GSEには2種類の無料Wi-Fiサービスがある。前述の「Romancecar Link」と、もうひとつは「Odakyu Free Wi-Fi」だ。「Romancecar Link」はGSE専用のコンテンツを利用できるネットワーク。「Odakyu Free Wi-Fi」は2014年12月1日から始まった無料インターネット接続サービスで、小田急線の駅やロマンスカー、おもな観光施設などにアクセスポイントが設けられている。「Romancecar Link」はインターネット接続機能がないため、コンテンツの利用中、同時にインターネット接続はできない。
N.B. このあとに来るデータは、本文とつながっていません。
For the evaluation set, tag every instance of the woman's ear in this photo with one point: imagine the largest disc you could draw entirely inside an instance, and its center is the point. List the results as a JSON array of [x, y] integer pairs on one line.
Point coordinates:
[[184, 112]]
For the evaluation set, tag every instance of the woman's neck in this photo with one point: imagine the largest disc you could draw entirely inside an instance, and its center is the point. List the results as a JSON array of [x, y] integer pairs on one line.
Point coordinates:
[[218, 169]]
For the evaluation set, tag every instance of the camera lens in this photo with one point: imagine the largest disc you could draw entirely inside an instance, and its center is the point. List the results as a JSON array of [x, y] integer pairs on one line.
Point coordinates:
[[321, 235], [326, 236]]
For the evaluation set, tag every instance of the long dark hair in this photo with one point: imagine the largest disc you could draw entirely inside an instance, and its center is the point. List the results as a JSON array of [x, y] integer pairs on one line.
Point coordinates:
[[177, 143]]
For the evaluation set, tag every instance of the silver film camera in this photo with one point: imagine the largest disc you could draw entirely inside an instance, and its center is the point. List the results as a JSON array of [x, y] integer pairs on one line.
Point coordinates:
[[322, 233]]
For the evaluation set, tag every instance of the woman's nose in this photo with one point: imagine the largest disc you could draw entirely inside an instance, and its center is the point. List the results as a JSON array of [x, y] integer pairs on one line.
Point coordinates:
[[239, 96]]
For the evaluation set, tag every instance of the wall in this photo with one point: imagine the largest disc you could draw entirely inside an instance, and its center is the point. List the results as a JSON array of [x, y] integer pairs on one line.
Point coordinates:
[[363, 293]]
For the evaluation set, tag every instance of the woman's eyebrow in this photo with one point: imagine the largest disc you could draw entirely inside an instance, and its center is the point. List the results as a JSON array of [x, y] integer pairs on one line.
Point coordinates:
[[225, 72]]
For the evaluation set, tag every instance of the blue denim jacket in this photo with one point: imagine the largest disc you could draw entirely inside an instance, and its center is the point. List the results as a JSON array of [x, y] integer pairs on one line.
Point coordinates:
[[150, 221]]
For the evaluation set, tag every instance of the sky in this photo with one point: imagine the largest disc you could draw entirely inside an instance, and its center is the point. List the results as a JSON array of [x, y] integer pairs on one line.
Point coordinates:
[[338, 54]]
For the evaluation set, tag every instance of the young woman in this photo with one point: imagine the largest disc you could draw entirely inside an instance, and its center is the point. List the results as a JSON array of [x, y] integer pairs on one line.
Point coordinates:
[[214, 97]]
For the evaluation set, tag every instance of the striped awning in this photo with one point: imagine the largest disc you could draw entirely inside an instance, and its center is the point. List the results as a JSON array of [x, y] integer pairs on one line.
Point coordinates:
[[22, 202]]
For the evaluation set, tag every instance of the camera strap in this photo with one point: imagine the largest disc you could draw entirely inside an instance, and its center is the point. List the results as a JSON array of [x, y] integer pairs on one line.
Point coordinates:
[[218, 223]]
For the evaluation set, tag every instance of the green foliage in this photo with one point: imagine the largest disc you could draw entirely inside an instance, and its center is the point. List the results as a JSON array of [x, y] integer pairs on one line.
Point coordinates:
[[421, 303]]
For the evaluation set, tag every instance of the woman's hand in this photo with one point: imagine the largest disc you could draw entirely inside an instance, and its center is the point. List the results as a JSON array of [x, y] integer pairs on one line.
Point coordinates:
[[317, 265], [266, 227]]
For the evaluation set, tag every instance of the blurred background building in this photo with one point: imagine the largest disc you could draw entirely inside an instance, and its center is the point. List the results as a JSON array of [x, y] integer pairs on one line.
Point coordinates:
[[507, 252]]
たとえば展望映像のスクリーンショットを保存してSNSに送信したい場合、「Romancecar Link」をいったん終了し、「Odakyu Free Wi-Fi」につなぎ直す必要がある。

「Odakyu Free Wi-Fi」は他のフリーWi-Fiサービスと同様に暗号化されていないため、オンラインバンキングやショッピングサイトなど、パスワードを送信するようなサービスは使わないほうがいいだろう。仕事の重要なメールも控えよう。SNSで使った場合も、終了後にセキュリティが確保されたネットワークに接続してパスワードを変更するくらいの用心が大切。「Odakyu Free Wi-Fi」も情報の閲覧用と考えておきたい。
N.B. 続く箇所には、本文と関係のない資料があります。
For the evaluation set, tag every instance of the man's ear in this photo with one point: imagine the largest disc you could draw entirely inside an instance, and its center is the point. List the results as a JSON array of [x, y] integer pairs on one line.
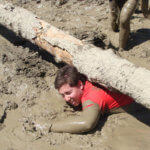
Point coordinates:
[[80, 84]]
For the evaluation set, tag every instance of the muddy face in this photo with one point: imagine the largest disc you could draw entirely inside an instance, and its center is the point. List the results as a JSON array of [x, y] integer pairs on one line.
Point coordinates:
[[73, 94]]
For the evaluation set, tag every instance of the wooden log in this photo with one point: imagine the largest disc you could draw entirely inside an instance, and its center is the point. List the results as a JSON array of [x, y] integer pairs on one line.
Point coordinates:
[[103, 67]]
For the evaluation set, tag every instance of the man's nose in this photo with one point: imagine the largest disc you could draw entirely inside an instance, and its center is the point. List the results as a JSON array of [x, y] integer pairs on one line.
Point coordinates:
[[67, 98]]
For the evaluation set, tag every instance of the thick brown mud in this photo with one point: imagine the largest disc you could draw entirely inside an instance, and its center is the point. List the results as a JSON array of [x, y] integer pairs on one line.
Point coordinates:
[[28, 100]]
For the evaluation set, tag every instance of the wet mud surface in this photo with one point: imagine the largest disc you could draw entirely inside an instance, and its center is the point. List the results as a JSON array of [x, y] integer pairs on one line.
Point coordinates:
[[28, 100]]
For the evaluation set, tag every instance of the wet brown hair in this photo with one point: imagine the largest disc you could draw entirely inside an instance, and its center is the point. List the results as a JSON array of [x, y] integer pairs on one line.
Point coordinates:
[[68, 74]]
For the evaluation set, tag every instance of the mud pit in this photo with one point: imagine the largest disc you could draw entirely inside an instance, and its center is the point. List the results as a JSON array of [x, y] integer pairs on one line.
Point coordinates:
[[28, 100]]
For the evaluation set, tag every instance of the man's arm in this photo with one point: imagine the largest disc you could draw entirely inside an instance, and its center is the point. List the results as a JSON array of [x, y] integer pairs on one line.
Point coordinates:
[[83, 123]]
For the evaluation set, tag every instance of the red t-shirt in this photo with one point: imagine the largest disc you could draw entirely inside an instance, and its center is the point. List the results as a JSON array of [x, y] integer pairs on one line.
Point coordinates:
[[104, 98]]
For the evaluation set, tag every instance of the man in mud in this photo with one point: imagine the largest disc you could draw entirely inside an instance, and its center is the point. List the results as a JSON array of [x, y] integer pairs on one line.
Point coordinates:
[[76, 89], [120, 14]]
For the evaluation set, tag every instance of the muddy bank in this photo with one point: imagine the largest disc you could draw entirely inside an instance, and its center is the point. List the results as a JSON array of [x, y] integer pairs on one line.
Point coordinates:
[[28, 101]]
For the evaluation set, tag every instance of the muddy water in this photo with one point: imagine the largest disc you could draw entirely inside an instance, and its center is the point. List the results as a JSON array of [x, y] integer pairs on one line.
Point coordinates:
[[28, 101]]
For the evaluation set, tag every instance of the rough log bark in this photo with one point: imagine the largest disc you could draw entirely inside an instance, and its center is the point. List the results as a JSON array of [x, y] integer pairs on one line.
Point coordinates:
[[103, 67]]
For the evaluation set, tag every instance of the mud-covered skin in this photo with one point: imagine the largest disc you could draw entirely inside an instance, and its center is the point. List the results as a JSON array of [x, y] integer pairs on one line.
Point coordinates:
[[145, 8], [122, 13], [78, 124]]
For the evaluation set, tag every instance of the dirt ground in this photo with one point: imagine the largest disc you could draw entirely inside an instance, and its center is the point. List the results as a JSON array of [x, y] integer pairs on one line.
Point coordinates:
[[28, 100]]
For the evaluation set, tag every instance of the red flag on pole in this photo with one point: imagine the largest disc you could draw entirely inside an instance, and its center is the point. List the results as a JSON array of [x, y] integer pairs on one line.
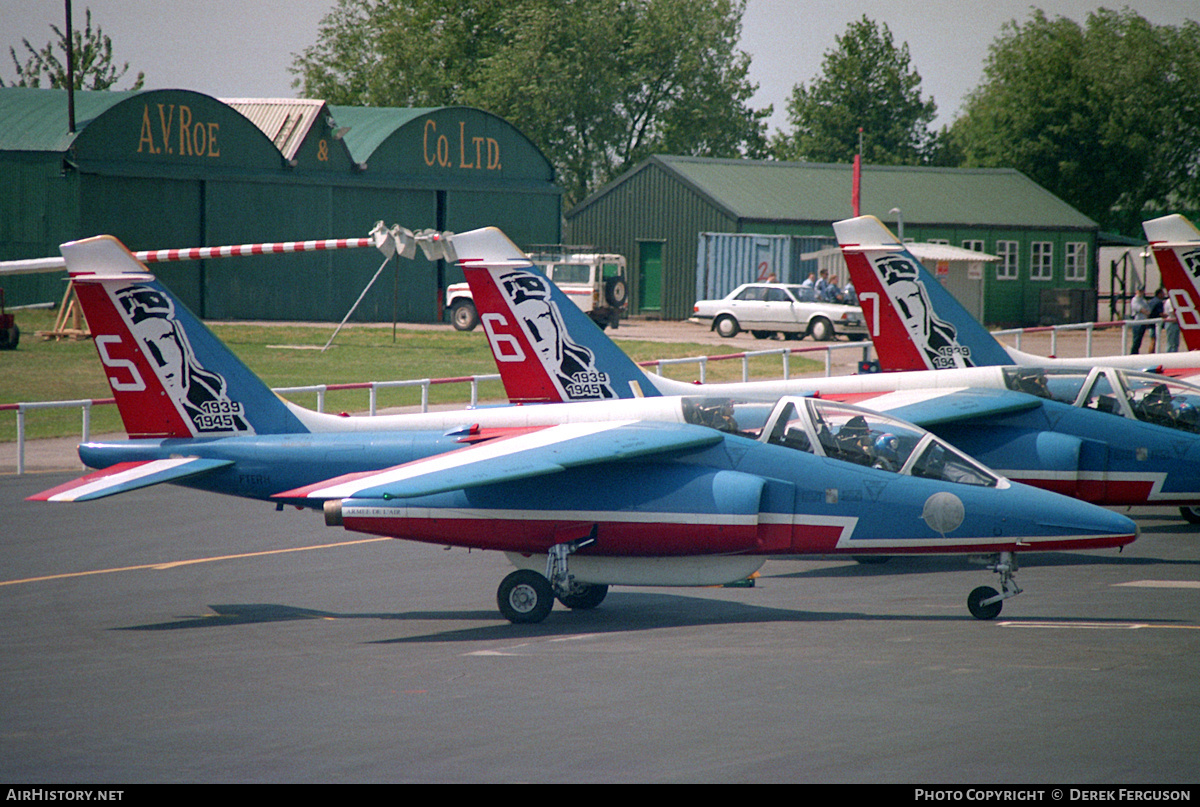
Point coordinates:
[[856, 189]]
  • 2種類のWi-Fiへのアクセス方法は座席背面に表示されている。どちらもオープンネットワークのため、端末のWi-Fi設定で表示されたSSIDを選択すれば接続できる。座席背面には他にドリンクホルダー、マガジンラック、傘立てを配置。座席下には航空機機内持込みサイズの荷物を収納できる

なお、「Odakyu Free Wi-Fi」は1回の接続で3時間まで使えるから、新宿~箱根湯本間の乗車中は常時使える。「Romancecar Link」で車内専用コンテンツ、「Odakyu Free Wi-Fi」でインターネットコンテンツを閲覧すれば、車内で退屈することはなさそうだ。

展望映像は「後展望」も眺められる

「Romancecar Link」は日本語、英語の他に中国語、韓国語、フランス語など8言語に対応する。トップメニューは「現在地」「展望映像」など6種類と注意事項の項目があった。注目はやはり展望映像。スマートフォンで項目をタップすると、すぐに先頭車に設置されたカメラからの映像が始まる。映像の左下には「後展望」という項目があり、タップすると最後部の展望も見ることができる。「あ、7000形とすれ違った!」と思ったら、「後展望」でその姿をもう一度眺められる。前も後も眺められるとは粋な演出だ。

Wi-Fi対応のノートパソコンなどを持ち込めば、もっと大きな画面で展望映像など各種コンテンツを楽しめるだろう。各座席にコンセントがあるから、バッテリー持続時間を気にしなくていい。カメラの位置は運転台中央付近のようで、視点は展望車座席より高い位置にある。展望席は他の座席より座面が低いため、防音壁などで左右の視界が塞がれてしまうから、展望映像のほうが視界良好かもしれない。

  • 前方の展望映像。多摩線内を走行する貴重な場面かも!?

  • 後方の展望映像。カメラは窓ガラスの手前にあるため、光の反射が映り込む場合もある

もちろん、展望映像があるからといって、展望座席の優位性がなくなったわけではない。展望座席からの眺望や迫力は、配信された映像とは段違いに良い。また、プレス試乗会で特別に体験できたけれども、映像配信モードは非常ブレーキがかかった場合、自動的に切れる。展望座席なら途切れることなく風景を見られる。もちろん展望座席でも展望映像として後展望を楽しめる。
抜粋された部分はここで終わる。